Rated criteria are the point-scored evaluation factors that determine which compliant bid offers the best value to the government. Unlike mandatory criteria that simply pass or fail, rated criteria let evaluators differentiate between qualified bidders by scoring elements like technical capability, experience, methodology, and proposed resources. Your total score on these criteria, combined with your price evaluation, determines where you rank against competitors.
How It Works
After your bid clears the mandatory requirements, evaluators assess your rated criteria. According to Subsection 4.35.5 of PSPC's Supply Manual, these criteria typically evaluate your company's experience, proposed methodology, the resources you'll assign to the project, and your management plan. Each criterion receives a numerical score based on a rating scale disclosed in the solicitation—often ranging from zero to five points or using percentage-based scales.
Here's the thing: the weightings matter enormously. A solicitation might allocate 60% of the total evaluation to technical rated criteria and 40% to price, or use different ratios depending on the procurement's complexity. Treasury Board Contracting Policy Section 10.7.25 requires that these weightings accurately identify all performance elements significant to project success. Many solicitations also establish a minimum technical threshold—say, 70 out of 100 possible technical points—that you must achieve before your price is even considered. Fall below that threshold and you're out, regardless of how competitive your pricing is.

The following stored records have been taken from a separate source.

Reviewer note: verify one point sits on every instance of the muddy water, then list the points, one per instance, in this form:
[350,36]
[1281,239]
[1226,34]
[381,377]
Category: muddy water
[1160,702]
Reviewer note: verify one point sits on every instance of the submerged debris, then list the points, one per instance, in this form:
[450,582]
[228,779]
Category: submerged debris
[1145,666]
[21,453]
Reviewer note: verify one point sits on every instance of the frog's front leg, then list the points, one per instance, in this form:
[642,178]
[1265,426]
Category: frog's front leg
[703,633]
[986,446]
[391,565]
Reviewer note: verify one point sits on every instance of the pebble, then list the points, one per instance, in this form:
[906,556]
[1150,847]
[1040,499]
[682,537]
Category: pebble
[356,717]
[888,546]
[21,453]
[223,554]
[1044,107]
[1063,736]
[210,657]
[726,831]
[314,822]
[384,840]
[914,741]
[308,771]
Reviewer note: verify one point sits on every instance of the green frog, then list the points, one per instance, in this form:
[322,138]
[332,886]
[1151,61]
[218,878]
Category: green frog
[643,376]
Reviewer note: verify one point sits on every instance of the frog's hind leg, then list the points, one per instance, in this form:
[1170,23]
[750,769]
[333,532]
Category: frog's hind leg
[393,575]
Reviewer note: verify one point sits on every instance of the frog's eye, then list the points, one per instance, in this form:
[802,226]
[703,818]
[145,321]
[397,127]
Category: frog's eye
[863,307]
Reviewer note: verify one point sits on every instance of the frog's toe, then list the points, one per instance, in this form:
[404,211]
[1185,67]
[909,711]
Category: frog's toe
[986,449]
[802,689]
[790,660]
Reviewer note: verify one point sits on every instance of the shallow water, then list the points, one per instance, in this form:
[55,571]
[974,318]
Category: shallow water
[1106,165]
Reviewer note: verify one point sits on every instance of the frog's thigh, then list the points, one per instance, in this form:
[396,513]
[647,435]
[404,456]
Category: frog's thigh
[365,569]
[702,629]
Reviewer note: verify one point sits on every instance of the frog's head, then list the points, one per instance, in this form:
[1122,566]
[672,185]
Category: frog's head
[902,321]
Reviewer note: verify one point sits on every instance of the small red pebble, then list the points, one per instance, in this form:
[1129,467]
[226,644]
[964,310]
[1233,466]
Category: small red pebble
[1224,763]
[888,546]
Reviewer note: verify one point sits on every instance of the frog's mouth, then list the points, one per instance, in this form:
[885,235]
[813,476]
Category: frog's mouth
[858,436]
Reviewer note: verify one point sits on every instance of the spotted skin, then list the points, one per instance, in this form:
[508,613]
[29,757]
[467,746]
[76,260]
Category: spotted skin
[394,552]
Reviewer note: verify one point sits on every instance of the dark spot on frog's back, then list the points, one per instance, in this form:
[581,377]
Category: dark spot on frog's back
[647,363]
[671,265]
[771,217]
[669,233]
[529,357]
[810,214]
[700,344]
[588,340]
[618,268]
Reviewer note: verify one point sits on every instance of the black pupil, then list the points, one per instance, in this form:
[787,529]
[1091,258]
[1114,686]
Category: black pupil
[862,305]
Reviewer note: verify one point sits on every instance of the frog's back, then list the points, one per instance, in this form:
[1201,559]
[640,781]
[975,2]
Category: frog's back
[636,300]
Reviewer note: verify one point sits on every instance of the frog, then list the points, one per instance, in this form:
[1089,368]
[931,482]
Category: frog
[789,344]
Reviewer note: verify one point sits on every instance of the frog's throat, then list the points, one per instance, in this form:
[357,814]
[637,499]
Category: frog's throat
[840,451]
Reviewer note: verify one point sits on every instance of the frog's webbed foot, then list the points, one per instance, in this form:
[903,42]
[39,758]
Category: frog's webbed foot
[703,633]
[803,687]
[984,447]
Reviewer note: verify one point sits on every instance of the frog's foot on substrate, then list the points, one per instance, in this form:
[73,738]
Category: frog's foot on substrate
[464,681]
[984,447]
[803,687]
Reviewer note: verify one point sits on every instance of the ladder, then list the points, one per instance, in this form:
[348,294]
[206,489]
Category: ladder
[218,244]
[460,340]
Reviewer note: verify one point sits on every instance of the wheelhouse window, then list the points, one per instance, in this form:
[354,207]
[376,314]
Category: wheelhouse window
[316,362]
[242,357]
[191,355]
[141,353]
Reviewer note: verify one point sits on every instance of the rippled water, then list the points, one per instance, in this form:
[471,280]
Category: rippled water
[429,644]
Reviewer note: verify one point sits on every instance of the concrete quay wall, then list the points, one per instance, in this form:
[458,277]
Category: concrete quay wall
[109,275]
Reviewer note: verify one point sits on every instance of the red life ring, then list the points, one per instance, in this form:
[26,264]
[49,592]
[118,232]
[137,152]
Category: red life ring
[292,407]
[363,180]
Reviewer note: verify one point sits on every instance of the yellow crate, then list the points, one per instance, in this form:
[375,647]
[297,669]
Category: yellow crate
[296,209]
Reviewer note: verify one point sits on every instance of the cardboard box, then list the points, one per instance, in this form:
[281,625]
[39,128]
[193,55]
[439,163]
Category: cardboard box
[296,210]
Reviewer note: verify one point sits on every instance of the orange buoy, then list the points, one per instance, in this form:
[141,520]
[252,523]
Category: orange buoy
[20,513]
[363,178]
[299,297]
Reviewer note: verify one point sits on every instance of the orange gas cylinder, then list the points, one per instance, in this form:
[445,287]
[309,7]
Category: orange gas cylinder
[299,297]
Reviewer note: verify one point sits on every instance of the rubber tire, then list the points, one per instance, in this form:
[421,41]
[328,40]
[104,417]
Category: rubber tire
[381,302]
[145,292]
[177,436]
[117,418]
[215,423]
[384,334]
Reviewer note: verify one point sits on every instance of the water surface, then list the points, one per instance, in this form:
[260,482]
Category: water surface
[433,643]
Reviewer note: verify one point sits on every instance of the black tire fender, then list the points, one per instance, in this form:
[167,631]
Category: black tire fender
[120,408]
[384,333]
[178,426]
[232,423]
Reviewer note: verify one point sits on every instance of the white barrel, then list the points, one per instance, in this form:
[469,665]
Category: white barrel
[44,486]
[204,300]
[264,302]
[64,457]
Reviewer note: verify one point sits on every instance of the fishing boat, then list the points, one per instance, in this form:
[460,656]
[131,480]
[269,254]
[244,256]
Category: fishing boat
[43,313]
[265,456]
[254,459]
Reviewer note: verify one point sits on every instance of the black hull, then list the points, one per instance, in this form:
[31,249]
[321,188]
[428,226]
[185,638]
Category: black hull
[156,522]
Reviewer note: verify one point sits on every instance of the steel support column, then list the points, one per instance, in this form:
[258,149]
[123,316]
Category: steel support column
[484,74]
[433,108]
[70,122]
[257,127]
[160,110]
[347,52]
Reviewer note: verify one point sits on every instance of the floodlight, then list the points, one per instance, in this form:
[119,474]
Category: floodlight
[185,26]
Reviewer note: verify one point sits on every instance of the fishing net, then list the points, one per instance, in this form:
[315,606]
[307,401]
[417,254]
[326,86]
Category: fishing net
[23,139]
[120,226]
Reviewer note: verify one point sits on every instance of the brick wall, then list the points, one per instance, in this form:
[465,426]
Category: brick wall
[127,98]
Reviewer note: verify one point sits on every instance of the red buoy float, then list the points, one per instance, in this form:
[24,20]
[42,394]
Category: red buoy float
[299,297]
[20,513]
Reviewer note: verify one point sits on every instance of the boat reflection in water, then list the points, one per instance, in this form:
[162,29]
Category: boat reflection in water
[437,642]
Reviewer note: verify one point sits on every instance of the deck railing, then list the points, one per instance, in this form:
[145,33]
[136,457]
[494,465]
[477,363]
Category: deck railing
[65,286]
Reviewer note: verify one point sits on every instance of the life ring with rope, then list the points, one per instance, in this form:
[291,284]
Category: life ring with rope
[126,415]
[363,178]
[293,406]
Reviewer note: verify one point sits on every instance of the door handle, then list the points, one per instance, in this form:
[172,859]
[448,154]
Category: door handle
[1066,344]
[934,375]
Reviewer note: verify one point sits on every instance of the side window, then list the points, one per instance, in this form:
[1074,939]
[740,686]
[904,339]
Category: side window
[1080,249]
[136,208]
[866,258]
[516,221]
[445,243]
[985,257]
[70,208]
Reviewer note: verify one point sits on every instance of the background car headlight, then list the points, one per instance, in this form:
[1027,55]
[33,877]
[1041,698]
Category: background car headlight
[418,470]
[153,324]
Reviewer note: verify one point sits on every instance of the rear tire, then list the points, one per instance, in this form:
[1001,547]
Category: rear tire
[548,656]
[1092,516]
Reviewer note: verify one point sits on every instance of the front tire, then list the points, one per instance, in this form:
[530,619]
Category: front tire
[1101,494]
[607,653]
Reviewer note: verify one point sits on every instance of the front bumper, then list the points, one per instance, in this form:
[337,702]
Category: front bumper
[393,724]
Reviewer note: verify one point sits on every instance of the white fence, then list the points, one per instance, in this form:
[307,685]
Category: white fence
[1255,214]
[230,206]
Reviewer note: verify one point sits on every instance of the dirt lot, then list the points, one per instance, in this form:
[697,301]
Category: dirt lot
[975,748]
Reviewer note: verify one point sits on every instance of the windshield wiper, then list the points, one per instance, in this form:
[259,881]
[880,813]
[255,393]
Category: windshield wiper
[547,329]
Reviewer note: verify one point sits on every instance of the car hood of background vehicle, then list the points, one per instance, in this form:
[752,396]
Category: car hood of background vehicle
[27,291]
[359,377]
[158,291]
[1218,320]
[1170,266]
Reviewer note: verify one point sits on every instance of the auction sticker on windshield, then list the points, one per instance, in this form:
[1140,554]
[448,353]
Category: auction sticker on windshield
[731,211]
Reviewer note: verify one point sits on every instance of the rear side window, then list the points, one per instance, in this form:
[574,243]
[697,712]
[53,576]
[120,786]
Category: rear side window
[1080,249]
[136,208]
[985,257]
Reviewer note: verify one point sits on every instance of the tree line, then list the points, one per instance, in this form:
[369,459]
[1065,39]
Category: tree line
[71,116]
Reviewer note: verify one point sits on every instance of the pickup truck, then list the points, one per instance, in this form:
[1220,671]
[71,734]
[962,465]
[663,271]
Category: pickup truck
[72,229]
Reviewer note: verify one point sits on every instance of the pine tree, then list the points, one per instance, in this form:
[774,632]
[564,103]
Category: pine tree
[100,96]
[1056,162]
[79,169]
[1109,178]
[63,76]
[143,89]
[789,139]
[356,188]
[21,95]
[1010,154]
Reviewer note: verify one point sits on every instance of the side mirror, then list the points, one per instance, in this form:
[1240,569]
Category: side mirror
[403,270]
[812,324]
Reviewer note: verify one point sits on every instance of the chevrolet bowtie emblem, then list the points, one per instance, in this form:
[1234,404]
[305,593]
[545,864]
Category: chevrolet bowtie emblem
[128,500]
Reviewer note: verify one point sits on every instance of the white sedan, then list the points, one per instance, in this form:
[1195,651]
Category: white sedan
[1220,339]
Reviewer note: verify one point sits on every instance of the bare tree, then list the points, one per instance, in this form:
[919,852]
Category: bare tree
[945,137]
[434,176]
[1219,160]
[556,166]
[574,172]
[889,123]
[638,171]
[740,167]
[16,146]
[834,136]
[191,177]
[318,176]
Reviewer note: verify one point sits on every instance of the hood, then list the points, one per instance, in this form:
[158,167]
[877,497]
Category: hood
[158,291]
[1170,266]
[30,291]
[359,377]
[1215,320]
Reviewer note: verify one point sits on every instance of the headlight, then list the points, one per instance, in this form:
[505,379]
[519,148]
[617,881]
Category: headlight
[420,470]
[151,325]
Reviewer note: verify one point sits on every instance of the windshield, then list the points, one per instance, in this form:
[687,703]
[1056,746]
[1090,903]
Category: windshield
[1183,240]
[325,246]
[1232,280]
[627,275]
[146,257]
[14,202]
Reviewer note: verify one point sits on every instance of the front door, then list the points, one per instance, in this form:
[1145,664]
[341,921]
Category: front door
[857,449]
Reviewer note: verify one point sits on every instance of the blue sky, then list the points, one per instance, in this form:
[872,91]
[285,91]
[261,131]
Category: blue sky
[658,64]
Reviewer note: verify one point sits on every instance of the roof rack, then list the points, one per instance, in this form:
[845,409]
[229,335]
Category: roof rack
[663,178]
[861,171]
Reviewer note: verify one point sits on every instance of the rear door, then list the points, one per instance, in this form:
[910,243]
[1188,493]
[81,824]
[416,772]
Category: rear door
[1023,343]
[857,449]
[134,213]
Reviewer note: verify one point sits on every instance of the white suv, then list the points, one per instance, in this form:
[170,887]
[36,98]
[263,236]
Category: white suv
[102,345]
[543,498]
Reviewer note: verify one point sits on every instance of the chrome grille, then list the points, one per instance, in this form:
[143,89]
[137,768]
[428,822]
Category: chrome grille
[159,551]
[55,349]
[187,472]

In practice, PSPC and other departments structure their evaluation in phases. Subsection 4.35.1 of the Supply Manual confirms that mandatory criteria get assessed first on a pass/fail basis. Only then do evaluators score your rated criteria. Finally, they combine your technical score with your financial evaluation using the formula specified in the solicitation—typically either a points-based system or a rating-to-cost ratio that determines overall best value.
Key Considerations
- Page limits kill good scores. When a solicitation restricts your technical proposal to 20 pages, evaluators can only score what you include. Exceed the limit and they won't read past the cutoff, leaving criteria unaddressed and points on the table.
- The rating scale isn't always linear. Some departments use scales where a "3" means "meets requirements" but a "5" requires you to substantially exceed them. Others use binary scoring—full points or zero—for specific sub-criteria. Read the evaluation grid carefully.
- Minimum thresholds are non-negotiable. You might submit the lowest price by 30%, but if you score 68 points when the minimum is 70, you're eliminated. Treasury Board policy Section 10.7.27 supports this approach for complex requirements where technical capability is paramount.
- Weightings reveal priorities. When DND allocates 25% of technical points to "personnel qualifications" versus 10% to "corporate experience," they're telling you what matters. Align your proposal effort accordingly rather than treating all criteria equally.
Related Terms
Mandatory Criteria (M Criteria), Financial Evaluation, Point-Rated System
Sources
- Supply Manual - Section 4.35: Evaluation Criteria
- Procurement Practice Review EPA-PPR-05-2023, Office of the Procurement Ombud
- Treasury Board Contracting Policy - Section 10.7
The solicitation document is your blueprint. When it tells you exactly how points are allocated and what rating scale applies, believe it—and structure your proposal to maximize every available point.